So I wanted to start something of a discussion thread, specifically concerning how everybody handles the pace of their particular BW games. My background in role-playing (like so many others) comes from the d20 system. While I rarely (rarely) use this system anymore, I think that my current style of GMing comes from these roots.
Whenever I played D&D, generally a session corresponded with a single day, or a fraction of a single day. You heard there was treasure in yon “abandoned” mine, you stormed it, fought a bunch of stuff for a session or two, and emerged triumphant. Individual die rolls had very specific results, and generally lasted for only moments – climb this, hit that, intimidate him. Time was highly granular, if you will.
I get the feeling that BW doesn’t work so well with that style of play. As the rules say, only roll for the important stuff (Roll or Say Yes); don’t bother with all the little rolls that don’t really matter.
So I find myself in an interesting twilight zone. I’m used to the idea that sneaking into the palace to poison the ambassador and steal off with the beautiful co-conspirator would take an entire session – and what’s more, my players expect it as well.
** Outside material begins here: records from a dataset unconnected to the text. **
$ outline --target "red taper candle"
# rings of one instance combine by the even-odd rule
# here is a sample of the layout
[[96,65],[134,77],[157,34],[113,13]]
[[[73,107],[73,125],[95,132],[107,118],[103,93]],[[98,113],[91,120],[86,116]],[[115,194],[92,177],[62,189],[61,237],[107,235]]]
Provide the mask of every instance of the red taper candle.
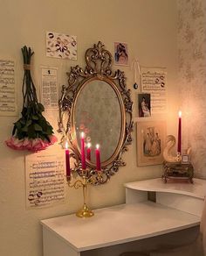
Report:
[[96,145],[95,154],[96,154],[96,169],[97,171],[100,171],[101,170],[100,152],[100,146],[98,144]]
[[89,161],[91,161],[91,143],[87,143],[87,148],[86,148],[86,158]]
[[182,111],[179,111],[177,152],[181,153],[182,146]]
[[69,149],[68,149],[68,142],[65,142],[65,173],[66,176],[71,175],[71,169],[70,169],[70,156],[69,156]]
[[85,133],[81,132],[81,167],[86,170]]

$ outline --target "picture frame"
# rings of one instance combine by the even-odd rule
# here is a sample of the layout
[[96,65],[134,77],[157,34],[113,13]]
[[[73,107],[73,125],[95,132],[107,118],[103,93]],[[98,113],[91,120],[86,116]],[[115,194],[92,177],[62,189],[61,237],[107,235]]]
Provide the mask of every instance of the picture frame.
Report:
[[141,167],[162,164],[166,122],[137,122],[136,129],[137,165]]
[[189,154],[187,154],[187,153],[182,153],[182,165],[189,164]]
[[123,42],[114,42],[114,65],[128,66],[128,45]]
[[151,117],[151,96],[148,93],[139,93],[136,98],[136,117]]

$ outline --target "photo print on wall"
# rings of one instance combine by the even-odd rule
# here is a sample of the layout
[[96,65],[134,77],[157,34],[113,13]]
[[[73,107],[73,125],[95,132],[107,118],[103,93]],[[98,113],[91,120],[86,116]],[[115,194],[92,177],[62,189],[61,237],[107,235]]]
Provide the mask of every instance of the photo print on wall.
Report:
[[77,36],[47,32],[46,56],[77,60]]
[[138,94],[137,98],[137,117],[151,117],[151,100],[150,94]]
[[114,64],[128,66],[128,46],[127,43],[114,42]]

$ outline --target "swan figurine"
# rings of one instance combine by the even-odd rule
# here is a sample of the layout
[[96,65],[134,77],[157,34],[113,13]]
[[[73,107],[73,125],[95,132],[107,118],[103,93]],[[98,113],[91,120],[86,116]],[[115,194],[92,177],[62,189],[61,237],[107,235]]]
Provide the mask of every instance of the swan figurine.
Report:
[[168,135],[166,139],[166,147],[163,150],[163,158],[166,162],[176,163],[182,160],[180,154],[174,155],[172,153],[172,149],[175,146],[176,139],[173,135]]

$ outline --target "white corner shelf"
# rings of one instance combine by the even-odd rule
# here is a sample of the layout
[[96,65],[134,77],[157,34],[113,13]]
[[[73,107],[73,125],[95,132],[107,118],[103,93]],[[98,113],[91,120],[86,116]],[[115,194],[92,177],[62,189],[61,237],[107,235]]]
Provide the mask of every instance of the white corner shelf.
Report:
[[[131,248],[130,242],[184,231],[179,236],[188,241],[189,229],[198,231],[206,192],[206,181],[194,181],[165,184],[153,179],[127,183],[125,204],[95,210],[90,218],[72,214],[42,220],[44,256],[115,256],[120,252],[115,246],[126,245],[121,247],[124,252]],[[156,203],[148,201],[148,191],[156,193]],[[198,210],[194,212],[193,208]]]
Yet in the back of my mind, I know that a couple linked tests could accomplish said task in just moments. If this is an exciting scene, which works better? What’s more, resources and circles seem like they are geared toward longer strides of time, rather than minute-to-minute play, making them feel forced at times.
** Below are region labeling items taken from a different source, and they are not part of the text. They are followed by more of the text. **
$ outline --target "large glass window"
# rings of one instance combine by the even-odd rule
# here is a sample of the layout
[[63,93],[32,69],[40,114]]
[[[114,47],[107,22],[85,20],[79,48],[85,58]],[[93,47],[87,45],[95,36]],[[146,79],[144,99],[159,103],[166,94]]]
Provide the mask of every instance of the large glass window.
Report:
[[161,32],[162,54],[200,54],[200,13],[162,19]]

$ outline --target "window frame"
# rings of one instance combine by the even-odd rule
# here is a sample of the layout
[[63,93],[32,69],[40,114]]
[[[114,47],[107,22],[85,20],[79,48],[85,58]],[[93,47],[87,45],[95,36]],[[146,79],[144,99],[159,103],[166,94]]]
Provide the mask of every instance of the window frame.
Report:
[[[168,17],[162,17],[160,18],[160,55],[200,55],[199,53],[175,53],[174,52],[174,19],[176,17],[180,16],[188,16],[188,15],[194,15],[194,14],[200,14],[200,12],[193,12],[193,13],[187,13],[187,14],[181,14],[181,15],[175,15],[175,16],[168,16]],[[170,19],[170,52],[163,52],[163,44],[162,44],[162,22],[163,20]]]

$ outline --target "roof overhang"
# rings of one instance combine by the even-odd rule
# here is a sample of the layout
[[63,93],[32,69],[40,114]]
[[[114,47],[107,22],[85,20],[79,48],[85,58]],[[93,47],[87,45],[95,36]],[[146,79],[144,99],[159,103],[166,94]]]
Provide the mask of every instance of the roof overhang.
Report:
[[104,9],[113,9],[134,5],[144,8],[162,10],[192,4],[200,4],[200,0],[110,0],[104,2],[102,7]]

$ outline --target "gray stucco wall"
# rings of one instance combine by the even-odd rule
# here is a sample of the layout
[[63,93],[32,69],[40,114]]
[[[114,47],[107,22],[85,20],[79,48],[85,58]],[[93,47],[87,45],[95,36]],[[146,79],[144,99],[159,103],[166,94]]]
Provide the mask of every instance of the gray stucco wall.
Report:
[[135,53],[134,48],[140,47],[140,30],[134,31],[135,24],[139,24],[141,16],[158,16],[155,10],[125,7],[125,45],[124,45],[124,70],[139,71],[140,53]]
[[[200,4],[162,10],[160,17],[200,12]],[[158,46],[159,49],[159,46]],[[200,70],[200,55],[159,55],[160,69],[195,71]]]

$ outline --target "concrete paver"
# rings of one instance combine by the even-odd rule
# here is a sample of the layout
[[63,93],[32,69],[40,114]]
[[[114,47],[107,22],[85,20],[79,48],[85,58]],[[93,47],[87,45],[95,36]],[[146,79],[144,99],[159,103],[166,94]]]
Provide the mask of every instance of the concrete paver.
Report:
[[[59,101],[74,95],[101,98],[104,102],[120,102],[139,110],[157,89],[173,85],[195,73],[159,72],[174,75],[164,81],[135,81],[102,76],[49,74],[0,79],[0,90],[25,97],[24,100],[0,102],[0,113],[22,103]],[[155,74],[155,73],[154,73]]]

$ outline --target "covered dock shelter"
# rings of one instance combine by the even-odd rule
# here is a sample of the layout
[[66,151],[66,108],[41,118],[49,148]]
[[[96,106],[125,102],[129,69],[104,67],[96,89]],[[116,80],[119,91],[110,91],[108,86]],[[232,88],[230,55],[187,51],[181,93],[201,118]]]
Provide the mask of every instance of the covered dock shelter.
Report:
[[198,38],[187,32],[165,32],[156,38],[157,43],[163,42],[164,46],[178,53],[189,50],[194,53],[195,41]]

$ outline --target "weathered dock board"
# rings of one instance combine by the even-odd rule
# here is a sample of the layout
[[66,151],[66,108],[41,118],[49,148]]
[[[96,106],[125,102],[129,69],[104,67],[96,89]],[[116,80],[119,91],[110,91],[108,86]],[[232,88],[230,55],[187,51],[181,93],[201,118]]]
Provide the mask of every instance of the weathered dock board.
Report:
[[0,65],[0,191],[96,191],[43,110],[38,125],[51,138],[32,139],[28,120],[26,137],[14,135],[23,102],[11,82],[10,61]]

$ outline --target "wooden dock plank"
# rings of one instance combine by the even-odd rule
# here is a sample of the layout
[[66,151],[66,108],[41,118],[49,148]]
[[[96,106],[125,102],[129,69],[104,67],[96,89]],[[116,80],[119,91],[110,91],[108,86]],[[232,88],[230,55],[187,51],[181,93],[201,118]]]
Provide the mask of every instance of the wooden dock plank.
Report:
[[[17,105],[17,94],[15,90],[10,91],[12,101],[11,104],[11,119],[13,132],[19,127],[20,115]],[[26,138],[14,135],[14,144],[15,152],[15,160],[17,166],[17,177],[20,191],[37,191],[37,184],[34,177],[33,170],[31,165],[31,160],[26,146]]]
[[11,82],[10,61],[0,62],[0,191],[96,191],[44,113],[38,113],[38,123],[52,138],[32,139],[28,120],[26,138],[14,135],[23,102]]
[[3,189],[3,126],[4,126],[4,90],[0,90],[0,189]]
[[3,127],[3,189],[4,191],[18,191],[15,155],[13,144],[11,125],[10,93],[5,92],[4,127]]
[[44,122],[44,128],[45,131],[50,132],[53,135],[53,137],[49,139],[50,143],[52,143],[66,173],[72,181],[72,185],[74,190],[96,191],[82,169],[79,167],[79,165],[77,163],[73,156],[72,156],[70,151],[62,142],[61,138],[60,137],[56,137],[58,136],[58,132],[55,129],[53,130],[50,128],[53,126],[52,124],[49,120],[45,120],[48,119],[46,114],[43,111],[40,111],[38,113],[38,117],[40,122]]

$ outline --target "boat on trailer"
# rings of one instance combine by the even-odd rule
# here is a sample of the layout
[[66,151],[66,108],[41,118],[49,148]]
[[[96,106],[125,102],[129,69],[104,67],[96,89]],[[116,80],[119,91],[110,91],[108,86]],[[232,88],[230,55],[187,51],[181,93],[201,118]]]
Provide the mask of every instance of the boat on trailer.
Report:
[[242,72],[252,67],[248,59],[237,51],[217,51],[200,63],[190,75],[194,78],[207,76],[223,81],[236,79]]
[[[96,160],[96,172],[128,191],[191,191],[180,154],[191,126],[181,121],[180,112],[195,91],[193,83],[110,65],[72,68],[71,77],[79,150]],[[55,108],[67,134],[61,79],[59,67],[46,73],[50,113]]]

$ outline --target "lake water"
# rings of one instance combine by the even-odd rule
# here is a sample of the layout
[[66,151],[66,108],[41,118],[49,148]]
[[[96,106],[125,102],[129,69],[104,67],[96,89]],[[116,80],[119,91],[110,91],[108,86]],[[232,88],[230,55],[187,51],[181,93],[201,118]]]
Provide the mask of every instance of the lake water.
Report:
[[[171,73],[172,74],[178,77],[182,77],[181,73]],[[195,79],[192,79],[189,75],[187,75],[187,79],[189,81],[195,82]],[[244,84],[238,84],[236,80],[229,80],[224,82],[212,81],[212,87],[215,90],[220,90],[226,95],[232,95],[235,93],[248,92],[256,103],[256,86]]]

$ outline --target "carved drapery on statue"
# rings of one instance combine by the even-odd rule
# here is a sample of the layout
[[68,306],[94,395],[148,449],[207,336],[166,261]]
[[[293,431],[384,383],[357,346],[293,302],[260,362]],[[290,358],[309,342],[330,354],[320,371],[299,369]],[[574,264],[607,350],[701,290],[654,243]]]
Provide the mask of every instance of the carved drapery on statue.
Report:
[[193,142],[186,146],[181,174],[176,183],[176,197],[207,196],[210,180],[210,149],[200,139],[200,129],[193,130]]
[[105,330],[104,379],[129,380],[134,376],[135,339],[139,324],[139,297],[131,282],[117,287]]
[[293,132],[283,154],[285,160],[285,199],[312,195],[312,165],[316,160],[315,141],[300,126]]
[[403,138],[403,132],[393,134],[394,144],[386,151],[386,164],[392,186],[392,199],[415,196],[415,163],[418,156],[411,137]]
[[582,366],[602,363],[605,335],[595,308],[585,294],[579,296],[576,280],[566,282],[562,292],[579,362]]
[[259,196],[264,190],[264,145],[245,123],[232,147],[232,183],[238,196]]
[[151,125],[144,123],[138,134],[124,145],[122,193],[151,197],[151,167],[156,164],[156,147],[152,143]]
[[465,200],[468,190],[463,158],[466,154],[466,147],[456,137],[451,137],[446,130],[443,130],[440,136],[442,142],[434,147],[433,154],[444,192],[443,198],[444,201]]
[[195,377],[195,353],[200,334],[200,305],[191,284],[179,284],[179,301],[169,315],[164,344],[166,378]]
So how do you all handle pace? Do your days, weeks, and months glide by as single rolls turn the clock with monumental power? Or do you find that six sessions results in barely a week’s in-game time passing? To those who have “larger rolls”: how do you maintain tension? To those who are practically gaming in real-time (myself included): how to you keep from being bogged down in minutiae? How do you all deal with large, complex plans that have many small parts begging to be rolled?